Belgian Made, British Applied

   The L1A1 SLR is a self-loading rifle adapted off of the FN FAL platform for British and Commonwealth use. It fires the 7.62 NATO round out of a detachable 20/30 round magazine. The rifle itself is gas operated system with a tilting breachlock. The rifle was adopted as the main service rifle for the British and Commonwealth forces in the late 1950s and saw combat initially in the Malayan Emergency in 1960. This and the Borneo Campaign proved its excellency and quality and mirrored its service in Vietnam. The rifle is fairly long, about 45 inches.
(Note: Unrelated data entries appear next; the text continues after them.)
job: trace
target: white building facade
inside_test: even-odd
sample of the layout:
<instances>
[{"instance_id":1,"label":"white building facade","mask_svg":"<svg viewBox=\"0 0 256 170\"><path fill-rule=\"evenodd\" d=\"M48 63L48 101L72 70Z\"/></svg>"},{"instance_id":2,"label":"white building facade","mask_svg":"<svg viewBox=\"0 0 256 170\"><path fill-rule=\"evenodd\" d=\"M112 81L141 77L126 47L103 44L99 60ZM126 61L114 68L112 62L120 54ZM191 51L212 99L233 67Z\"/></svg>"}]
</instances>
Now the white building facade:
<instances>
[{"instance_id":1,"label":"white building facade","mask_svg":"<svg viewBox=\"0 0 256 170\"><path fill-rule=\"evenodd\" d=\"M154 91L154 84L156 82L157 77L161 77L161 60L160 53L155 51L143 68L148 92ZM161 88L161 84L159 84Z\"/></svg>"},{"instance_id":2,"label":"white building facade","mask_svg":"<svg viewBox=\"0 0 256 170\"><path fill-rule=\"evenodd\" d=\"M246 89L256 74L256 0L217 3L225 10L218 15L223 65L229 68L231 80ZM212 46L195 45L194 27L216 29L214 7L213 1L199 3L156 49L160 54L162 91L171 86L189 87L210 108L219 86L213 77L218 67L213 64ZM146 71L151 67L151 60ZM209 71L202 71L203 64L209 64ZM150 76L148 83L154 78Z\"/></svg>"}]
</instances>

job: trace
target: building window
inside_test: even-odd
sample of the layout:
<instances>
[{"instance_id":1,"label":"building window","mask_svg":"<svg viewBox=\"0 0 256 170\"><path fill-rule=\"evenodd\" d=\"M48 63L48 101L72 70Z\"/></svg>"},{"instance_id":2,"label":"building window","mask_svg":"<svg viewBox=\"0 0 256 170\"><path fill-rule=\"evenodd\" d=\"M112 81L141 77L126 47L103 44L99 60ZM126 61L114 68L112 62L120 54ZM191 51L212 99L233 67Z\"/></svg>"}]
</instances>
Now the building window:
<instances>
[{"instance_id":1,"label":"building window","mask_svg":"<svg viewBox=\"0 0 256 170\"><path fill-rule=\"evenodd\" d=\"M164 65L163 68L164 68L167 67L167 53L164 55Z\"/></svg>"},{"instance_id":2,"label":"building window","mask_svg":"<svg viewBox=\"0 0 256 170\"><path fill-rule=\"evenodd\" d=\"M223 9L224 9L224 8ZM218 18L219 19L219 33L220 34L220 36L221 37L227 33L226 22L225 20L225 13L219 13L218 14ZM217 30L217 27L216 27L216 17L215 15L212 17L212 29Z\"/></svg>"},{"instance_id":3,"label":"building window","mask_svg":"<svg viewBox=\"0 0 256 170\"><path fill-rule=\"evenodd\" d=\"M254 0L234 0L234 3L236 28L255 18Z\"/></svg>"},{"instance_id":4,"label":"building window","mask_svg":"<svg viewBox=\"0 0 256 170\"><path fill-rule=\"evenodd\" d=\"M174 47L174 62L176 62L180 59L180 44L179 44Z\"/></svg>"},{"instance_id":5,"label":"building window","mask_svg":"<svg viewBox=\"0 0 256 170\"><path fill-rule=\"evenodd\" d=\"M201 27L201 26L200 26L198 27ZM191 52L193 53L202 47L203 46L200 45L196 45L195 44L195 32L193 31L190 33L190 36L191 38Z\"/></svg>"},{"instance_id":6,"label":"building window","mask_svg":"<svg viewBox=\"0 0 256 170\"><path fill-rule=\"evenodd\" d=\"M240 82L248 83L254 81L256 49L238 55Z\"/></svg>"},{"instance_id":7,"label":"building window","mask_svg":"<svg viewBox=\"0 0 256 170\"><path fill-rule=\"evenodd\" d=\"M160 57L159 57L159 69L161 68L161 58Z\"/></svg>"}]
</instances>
Weighing in at nine and half pounds, the rifle also has an effective range of close to 900 yards. While only coming with iron sights, the rifle can be mounted with optics as it was often in Vietnam and in the current day. The rifle was known to be very powerful and had a very high penetration density. 

   In country, the Australians and New Zealanders used this rifle, as stated previously, as their main service rifle. They also adopted the M16A1 to replace their sub-machine gun needs. In Vietnam, the L1A1 proved itself yet again and was a favorite of the troops using it. The rifle was manufactured in England at the Royal Small Arms Factory in Enfield (now closed) and in Australia at the Small Arms Factory in Lithgow, New South Wales. In modern times, the SLR has seen service for over fifty years with the British military and its subsidiaries, still proving its proficency. It was finally replaced by the L85A1 in the 1980s. 

L1A1 in Vietnam

A member of the 2nd Royal Australian Regiment with his L1A1 SLR in 1970.